Sisters star in the Thunderbolt Prize for Crime Writing

Victorian Sisters in Crime members – Kerry James (Ballarat) and Richenda Rudman (Kensington) – have won two of the major prizes in the 2020 New England Thunderbolt Prize for Crime Writing.

 

Kerry won the Fiction Prize ($500) for “True Blue” and Richenda won the Poetry Prize ($500) for The River”. Both Kerry and Richenda are serial offenders in the Scarlet Stiletto Awards. Kerry won the Late Starter Award in both 2009 and 2010 and has been highly commended numerous times.

(Pictured here with Catherine McClements who presented the 2009 Scarlet Stiletto Awards.)

 

 

Richenda won the 2014 Cross-Genre Award and has also been highly commended on several occasions.

(Richenda is pictured here with Marta Dusseldorp who presented the 2o14 Scarlet Stiletto Awards.)

 

 

The other prizes went to:

Non-Fiction ($500) and New England Award ($250): Roderick Makim (NSW) for “The Late Guardian”

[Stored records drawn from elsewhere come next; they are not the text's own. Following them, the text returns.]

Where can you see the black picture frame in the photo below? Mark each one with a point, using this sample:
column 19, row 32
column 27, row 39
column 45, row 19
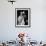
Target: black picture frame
column 27, row 18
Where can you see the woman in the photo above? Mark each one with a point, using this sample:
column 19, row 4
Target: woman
column 21, row 19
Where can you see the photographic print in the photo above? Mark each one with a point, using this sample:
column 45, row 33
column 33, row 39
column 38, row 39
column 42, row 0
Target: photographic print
column 22, row 17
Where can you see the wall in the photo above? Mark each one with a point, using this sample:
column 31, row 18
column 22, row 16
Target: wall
column 37, row 31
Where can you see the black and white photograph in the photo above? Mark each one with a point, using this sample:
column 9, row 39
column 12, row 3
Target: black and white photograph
column 22, row 17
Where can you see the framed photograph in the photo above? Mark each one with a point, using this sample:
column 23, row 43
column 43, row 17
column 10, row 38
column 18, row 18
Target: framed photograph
column 22, row 17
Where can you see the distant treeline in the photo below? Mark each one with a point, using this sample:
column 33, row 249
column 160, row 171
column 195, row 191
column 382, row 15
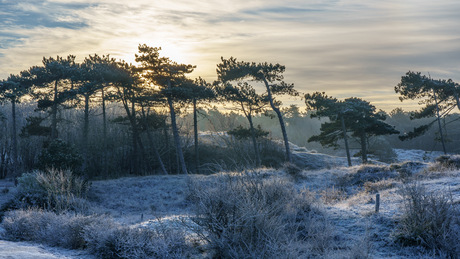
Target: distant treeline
column 104, row 118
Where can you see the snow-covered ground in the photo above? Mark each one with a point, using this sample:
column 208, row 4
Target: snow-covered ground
column 145, row 201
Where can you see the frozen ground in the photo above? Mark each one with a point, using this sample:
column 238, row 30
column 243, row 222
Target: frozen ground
column 143, row 201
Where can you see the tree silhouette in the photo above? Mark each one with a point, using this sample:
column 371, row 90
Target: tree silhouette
column 249, row 103
column 270, row 75
column 352, row 115
column 439, row 96
column 53, row 85
column 169, row 76
column 13, row 89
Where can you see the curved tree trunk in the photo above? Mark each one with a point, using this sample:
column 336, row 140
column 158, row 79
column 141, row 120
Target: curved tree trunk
column 54, row 112
column 195, row 133
column 345, row 138
column 281, row 120
column 104, row 133
column 14, row 136
column 363, row 147
column 254, row 140
column 154, row 147
column 176, row 136
column 85, row 132
column 439, row 123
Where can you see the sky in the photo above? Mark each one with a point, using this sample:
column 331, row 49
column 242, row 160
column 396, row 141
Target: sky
column 346, row 48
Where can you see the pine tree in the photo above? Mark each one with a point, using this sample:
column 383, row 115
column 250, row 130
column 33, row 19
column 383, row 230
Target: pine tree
column 272, row 78
column 353, row 115
column 169, row 76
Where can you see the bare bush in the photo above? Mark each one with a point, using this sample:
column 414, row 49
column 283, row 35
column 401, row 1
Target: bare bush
column 100, row 235
column 244, row 216
column 366, row 173
column 111, row 240
column 47, row 227
column 56, row 190
column 449, row 161
column 430, row 220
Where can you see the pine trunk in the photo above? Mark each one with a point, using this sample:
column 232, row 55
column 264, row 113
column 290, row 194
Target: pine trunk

Emerging Author Award ($250): Alyssa MacKay (QLD) for “Monster in the Dark: The Murder of Betty Thomson Shanks” (Also received a Highly Commended citation for her piece, in the Non-fiction category.)

Youth Award ($150): Eva Mustapic, age 17 (WA) for “The Dead Thing”.

Now in its eighth year in 2020, the Thunderbolt Prize for Crime Writing attracted a strong field of entries from all over Australia, by writers both published and unpublished.

Judges this year were: Catherine Wright, Poetry; Linda Nix & Bronwyn Clarke, Fiction; Lili Paquet, Non-Fiction; and Jenny Blackford, Youth Award. All entries were judged anonymously, and the New England Award and Emerging Author Awards were chosen based on final commendations across all categories. All successful entries, along with judges’ reports, will be published on the New England Writers’ Centre website in November.